本レポートは、2023年6月13日発行の英語版「On-the-ground view of post-COVID China」の日本語訳です。内容については英語の原本が日本語版に優先します。

最近行った中国への旅行で、世界第2位の経済大国がコロナ禍から立ち直るのに伴う同国の技術の進歩、消費パターンの変化、新たな社会規範を目の当たりにすることができた。

逆カルチャーショック

最近、家族とともに行った2週間の中国旅行は、ある種の「帰郷」であった。飛行機、列車、自動車で(東洋の真珠と呼ばれる)上海、青島1、合肥2、銀川3を巡り、外灘(バンド)として知られる絵のように美しいウォーターフロントの遊歩道で有名な上海へと戻った。

幼少期を中国で過ごし、思春期にはシンガポールへ、成人期には英国へと移住した筆者にとって、中華人民共和国に帰る旅は意義深く感傷的なものだった。父方の祖母を奪われた悲惨な新型コロナウイルスの感染拡大以来、5年ぶりの中国訪問だった。また、筆者の子供たちにとっては初めて中国訪問で、多くの親戚や家族ぐるみの友人に会う機会となった。

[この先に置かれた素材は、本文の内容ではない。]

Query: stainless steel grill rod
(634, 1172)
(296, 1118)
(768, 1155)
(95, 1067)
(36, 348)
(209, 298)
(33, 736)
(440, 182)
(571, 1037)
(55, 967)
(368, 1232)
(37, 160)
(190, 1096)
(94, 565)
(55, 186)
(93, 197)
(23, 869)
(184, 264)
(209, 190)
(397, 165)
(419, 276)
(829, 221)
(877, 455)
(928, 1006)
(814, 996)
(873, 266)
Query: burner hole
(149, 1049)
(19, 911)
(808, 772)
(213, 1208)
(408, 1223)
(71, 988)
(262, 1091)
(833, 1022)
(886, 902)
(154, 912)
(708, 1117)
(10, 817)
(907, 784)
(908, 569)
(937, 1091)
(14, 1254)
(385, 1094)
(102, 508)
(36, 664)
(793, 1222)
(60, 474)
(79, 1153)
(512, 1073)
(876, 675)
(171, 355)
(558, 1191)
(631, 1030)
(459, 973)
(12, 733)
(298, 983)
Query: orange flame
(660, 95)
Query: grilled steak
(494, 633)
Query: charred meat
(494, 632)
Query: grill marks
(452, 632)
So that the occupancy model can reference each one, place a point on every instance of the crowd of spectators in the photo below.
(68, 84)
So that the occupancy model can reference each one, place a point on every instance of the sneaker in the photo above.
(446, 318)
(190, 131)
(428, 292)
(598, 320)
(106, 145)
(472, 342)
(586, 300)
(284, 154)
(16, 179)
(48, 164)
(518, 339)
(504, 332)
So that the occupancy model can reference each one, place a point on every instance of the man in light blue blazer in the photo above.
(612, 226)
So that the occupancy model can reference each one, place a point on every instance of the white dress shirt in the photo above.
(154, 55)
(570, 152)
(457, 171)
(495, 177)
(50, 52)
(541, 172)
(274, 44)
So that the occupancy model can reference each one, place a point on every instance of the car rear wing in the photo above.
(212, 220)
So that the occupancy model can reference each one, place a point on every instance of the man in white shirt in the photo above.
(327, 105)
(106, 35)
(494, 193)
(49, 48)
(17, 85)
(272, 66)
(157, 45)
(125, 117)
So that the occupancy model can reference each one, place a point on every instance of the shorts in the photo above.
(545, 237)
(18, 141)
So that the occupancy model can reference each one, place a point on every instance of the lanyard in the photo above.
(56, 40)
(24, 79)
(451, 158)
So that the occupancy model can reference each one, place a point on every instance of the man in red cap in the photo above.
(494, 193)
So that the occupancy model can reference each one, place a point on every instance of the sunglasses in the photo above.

当然ながら筆者は、中国の急速な発展に加え自身の入り混じったアイデンティティーと認識により、海外にしばらく住んでから帰国する際によくある感情的・心理的反応の「逆カルチャーショック」を経験した。自分を真の中国本土の人間とみなすことはもはやないが、中国とのつながりや親族・友人との結びつきを通じ、「内部のアウトサイダー」および「外部のインサイダー」として中国を認識・観察することができる。一言で言うと、最近の中国訪問で際立った重要なテーマは、概して同国のコロナ後の新しい社会規範、技術の進歩、消費パターンの変化であり、本稿ではそれらをすべて掘り下げてみたい。

コロナからの立ち直り

2022年終盤に中国が経済活動を再開して以来、中国の人々は表面的にはコロナ禍から立ち直っているように見受けられる。飲食店やレストランの一部の従業員を含め、中国の人々は大半がもはやマスクを着用していない。ソーシャル・ディスタンシング(社会的距離の確保)やマスク着用に関する公示もなくなりつつある。しかし、興味深いことに、大皿料理で取り分け用の箸の使用を勧め個人の箸の使用を悪習慣と糾弾してきた、衛生意識の高い人々の声にようやく耳が傾けられるようになったのは、コロナ後に中国社会の衛生習慣が改善されてきてからだ。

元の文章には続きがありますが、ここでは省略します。